One specimen in particular caught their attention. It came from a cart linked to a specific stall at Huanan Market that Holmes had visited in 2014, scientists involved in the analysis said. That shed, Holmes discovered, contained caged raccoon dogs on top of a separate cage of birds, just the sort of environment conducive to the transmission of new viruses.
The swab taken from a cart there in early 2020, the research team found, contained genetic material from the virus and a raccoon dog.
“We were able to figure out relatively quickly that there was a lot of raccoon dog nucleic acid in at least one of these samples, along with virus nucleic acid,” said Stephen Goldstein, a virus expert at the University of Utah who worked on the new analysis. (Nucleic acids are the chemical building blocks that contain genetic information.)
After the international team stumbled upon the new data, they contacted the Chinese researchers who uploaded the files with an offer to collaborate, according to the online repository’s rules, scientists involved in the new analysis said. Then the sequences disappeared from GISAID.

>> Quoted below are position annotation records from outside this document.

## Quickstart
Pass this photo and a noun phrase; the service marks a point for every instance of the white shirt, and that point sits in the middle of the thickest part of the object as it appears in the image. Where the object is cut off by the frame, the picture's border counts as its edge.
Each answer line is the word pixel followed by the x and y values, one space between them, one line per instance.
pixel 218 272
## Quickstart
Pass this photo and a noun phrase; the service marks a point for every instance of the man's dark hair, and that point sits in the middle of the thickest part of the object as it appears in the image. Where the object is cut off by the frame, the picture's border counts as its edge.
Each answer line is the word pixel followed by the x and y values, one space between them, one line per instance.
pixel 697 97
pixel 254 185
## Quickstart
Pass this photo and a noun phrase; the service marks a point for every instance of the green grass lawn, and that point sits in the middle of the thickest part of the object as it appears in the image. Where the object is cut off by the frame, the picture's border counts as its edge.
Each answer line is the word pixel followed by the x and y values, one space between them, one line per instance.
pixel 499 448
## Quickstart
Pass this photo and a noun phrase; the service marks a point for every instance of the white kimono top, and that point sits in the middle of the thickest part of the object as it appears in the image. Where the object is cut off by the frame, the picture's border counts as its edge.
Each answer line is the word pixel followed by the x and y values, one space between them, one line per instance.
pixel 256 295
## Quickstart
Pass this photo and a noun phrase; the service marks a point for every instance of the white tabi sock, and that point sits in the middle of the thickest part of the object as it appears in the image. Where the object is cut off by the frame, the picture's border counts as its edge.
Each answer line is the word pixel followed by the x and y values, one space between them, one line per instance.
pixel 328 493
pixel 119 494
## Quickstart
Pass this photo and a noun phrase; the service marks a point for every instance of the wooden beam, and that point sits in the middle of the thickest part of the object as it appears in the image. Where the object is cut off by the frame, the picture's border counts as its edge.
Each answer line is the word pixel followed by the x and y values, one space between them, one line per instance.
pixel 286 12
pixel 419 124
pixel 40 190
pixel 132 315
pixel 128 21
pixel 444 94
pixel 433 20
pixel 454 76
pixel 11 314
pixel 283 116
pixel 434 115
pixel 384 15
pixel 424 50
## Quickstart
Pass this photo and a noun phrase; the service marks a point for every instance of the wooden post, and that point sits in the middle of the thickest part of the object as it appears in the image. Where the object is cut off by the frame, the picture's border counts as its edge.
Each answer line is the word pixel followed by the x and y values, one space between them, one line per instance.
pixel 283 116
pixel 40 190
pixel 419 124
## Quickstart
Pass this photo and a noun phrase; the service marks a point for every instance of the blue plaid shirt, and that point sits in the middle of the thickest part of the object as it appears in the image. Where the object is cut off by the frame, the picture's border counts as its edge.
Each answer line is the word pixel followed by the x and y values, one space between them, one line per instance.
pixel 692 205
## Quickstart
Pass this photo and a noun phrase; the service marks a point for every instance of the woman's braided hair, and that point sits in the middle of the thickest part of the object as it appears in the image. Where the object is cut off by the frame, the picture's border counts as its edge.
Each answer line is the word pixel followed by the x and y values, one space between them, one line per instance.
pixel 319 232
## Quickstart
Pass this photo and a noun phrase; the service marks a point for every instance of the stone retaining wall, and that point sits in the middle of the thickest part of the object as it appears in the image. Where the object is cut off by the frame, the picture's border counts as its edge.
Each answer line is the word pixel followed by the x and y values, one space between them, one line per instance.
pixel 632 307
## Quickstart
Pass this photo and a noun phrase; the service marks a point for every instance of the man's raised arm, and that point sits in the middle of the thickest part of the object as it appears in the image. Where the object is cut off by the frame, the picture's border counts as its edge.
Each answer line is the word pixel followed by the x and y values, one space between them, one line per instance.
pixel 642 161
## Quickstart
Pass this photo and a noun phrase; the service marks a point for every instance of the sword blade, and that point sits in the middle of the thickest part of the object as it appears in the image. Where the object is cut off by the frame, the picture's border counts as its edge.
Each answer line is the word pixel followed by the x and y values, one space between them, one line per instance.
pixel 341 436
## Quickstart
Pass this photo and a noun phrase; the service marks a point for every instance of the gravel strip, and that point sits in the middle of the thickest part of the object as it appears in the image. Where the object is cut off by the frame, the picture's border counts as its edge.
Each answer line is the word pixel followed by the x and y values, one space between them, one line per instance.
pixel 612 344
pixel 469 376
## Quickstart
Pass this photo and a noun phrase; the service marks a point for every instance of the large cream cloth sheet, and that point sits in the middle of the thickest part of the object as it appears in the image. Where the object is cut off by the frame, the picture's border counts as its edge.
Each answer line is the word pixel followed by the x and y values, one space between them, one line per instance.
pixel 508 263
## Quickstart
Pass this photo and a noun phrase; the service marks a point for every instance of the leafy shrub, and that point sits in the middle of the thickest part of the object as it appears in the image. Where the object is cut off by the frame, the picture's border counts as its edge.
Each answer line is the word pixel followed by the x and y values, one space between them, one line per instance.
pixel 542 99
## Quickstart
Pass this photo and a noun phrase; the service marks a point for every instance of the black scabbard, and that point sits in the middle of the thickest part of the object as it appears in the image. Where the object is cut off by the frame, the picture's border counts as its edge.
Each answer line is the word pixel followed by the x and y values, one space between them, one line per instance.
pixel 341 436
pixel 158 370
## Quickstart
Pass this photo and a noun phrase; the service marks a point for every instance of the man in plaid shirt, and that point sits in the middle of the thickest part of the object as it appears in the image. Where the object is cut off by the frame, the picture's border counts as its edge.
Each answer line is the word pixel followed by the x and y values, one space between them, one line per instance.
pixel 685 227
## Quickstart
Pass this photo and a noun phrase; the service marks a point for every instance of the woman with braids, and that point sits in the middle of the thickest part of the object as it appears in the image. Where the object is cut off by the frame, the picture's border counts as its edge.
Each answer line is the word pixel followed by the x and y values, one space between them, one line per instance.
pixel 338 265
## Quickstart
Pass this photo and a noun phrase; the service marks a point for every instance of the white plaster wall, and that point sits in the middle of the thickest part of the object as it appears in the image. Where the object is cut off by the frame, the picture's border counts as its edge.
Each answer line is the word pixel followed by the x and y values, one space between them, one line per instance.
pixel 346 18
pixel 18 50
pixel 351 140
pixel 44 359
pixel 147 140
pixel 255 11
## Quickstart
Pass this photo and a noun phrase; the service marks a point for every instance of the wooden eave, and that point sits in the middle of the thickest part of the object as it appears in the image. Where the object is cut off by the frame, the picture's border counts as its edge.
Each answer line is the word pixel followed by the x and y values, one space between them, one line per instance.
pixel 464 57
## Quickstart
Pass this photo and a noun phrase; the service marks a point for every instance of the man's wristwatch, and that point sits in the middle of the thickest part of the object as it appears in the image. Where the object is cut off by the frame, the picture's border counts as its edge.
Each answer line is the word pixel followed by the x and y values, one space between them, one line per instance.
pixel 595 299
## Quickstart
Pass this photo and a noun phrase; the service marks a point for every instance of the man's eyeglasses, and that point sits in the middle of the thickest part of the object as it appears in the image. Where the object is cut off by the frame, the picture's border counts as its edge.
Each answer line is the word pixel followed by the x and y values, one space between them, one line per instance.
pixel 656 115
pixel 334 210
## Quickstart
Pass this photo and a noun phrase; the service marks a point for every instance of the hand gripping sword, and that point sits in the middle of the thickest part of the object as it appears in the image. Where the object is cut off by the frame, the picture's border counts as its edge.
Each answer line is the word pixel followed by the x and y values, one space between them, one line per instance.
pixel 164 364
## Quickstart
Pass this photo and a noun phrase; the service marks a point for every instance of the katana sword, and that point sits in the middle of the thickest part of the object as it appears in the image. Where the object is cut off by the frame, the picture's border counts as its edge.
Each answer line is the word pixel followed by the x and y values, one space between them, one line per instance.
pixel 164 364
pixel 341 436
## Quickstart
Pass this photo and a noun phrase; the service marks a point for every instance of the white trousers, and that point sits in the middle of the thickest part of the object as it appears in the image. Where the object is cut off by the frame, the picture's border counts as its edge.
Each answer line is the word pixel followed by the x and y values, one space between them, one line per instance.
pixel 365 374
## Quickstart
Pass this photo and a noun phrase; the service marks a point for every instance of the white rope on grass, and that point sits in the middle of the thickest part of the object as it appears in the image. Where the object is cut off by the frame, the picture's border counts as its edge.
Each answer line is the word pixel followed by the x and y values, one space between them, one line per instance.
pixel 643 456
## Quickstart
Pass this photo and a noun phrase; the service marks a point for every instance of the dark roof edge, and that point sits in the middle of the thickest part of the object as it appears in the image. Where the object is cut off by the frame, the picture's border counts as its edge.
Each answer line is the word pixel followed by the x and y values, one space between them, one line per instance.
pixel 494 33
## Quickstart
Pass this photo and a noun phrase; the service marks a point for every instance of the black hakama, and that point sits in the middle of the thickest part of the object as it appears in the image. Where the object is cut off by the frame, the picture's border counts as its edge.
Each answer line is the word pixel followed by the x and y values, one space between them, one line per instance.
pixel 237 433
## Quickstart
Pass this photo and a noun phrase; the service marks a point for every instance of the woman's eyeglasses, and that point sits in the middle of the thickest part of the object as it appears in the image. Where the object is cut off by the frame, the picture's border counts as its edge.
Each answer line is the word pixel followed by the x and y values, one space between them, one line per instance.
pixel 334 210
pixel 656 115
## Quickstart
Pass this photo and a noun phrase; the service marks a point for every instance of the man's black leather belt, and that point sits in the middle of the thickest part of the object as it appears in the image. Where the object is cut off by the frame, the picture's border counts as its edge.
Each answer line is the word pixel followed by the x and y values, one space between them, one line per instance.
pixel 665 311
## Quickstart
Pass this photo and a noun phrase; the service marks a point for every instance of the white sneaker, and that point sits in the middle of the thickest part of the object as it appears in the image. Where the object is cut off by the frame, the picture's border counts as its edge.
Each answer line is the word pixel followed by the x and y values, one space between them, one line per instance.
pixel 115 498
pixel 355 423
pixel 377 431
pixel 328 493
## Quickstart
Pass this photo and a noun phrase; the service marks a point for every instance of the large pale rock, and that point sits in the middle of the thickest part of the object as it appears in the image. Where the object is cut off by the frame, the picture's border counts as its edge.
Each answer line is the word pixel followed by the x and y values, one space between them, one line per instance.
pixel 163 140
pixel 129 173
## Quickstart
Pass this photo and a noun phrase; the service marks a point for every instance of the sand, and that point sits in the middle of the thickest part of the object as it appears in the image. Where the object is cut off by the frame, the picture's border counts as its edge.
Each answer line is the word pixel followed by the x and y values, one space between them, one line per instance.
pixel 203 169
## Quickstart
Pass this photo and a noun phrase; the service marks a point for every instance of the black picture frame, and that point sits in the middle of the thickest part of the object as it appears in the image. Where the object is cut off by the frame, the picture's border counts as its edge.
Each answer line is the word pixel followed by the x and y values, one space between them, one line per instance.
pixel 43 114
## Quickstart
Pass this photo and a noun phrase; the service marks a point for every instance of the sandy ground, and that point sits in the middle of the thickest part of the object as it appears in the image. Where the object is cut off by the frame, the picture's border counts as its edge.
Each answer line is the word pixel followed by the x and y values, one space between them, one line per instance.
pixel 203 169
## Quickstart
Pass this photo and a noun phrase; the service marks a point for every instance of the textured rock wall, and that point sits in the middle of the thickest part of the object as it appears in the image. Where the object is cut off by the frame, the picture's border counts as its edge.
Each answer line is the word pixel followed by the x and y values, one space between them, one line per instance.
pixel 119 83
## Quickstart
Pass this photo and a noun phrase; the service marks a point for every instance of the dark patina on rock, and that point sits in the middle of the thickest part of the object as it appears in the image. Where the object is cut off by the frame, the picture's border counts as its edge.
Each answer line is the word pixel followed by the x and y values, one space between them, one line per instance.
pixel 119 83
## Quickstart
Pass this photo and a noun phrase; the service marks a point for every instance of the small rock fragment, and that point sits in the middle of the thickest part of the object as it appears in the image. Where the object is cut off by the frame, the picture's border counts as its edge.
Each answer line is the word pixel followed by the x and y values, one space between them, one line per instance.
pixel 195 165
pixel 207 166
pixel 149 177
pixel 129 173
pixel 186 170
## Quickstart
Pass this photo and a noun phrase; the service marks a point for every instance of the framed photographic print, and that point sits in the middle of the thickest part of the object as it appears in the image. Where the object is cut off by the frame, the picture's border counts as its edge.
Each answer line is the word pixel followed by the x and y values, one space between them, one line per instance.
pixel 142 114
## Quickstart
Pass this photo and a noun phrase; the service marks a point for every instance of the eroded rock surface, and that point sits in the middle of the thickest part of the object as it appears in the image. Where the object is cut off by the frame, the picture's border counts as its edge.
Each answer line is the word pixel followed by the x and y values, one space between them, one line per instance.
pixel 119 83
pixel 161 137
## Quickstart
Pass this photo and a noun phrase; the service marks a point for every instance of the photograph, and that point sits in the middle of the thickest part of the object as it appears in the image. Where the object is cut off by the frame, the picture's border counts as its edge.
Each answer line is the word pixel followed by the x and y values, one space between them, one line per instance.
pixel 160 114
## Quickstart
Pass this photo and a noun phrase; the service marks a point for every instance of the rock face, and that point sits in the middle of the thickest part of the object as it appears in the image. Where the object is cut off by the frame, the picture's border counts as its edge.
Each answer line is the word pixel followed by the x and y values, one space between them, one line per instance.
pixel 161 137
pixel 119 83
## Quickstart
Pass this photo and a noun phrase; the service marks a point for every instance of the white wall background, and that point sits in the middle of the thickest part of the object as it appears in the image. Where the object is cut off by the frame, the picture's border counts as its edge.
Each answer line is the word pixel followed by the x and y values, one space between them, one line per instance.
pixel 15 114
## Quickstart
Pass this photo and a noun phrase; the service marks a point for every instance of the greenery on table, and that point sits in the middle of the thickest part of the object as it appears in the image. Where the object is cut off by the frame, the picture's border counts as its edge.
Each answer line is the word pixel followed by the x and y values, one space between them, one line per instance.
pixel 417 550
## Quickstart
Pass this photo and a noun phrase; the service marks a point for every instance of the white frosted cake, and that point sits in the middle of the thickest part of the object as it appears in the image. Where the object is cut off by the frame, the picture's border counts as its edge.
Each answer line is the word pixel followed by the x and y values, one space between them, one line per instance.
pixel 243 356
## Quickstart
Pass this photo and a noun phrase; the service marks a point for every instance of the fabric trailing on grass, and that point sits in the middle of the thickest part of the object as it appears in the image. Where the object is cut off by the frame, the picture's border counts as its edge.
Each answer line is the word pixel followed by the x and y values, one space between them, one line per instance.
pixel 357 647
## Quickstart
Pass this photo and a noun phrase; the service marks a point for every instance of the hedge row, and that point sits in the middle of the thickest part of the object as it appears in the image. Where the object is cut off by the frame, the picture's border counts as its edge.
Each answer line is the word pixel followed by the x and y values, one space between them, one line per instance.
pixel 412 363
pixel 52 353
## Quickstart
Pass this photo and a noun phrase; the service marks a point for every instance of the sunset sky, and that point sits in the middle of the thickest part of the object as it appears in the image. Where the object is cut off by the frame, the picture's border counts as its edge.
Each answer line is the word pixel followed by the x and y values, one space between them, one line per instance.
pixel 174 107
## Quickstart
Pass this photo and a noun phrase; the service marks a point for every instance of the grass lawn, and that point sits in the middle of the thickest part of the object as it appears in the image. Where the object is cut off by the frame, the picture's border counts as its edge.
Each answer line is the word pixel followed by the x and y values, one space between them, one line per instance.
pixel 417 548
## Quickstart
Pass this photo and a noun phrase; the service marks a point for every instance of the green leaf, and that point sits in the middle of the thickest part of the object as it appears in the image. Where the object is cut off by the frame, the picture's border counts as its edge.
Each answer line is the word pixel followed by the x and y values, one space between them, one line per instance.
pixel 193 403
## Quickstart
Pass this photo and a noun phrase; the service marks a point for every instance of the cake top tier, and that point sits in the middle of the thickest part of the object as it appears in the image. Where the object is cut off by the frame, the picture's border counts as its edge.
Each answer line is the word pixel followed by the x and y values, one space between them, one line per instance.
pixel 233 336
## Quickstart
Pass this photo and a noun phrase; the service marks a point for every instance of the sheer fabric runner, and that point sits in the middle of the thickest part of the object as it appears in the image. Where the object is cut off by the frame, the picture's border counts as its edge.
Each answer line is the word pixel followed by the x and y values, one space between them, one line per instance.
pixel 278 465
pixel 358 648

It is not clear who removed them or why they were removed.
Débarre said the research team was looking for more data, including some from market samples that have never been made public. “What’s important is that there’s even more data,” she said.
Scientists involved in the analysis said some samples also contained genetic material from other animals and humans. Angela Rasmussen, a virus expert at the Vaccine and Infectious Disease Organization at the University of Saskatchewan in Canada who worked on the analysis, said the human genetic material was to be expected given that people were shopping and working there and that human COVID cases was linked to the market.
Goldstein also warned that “we don’t have an infected animal, and we can’t definitively prove that there was an infected animal in that barn.” The virus’s genetic material is so stable, he said, that it’s not clear exactly when it was introduced to the market. He said the team was still analyzing the data and it was not intended for the analysis to become public until it had issued a report.
“However,” he said, “since the animals present at the market were not sampled at the time, this is as good as we can hope.”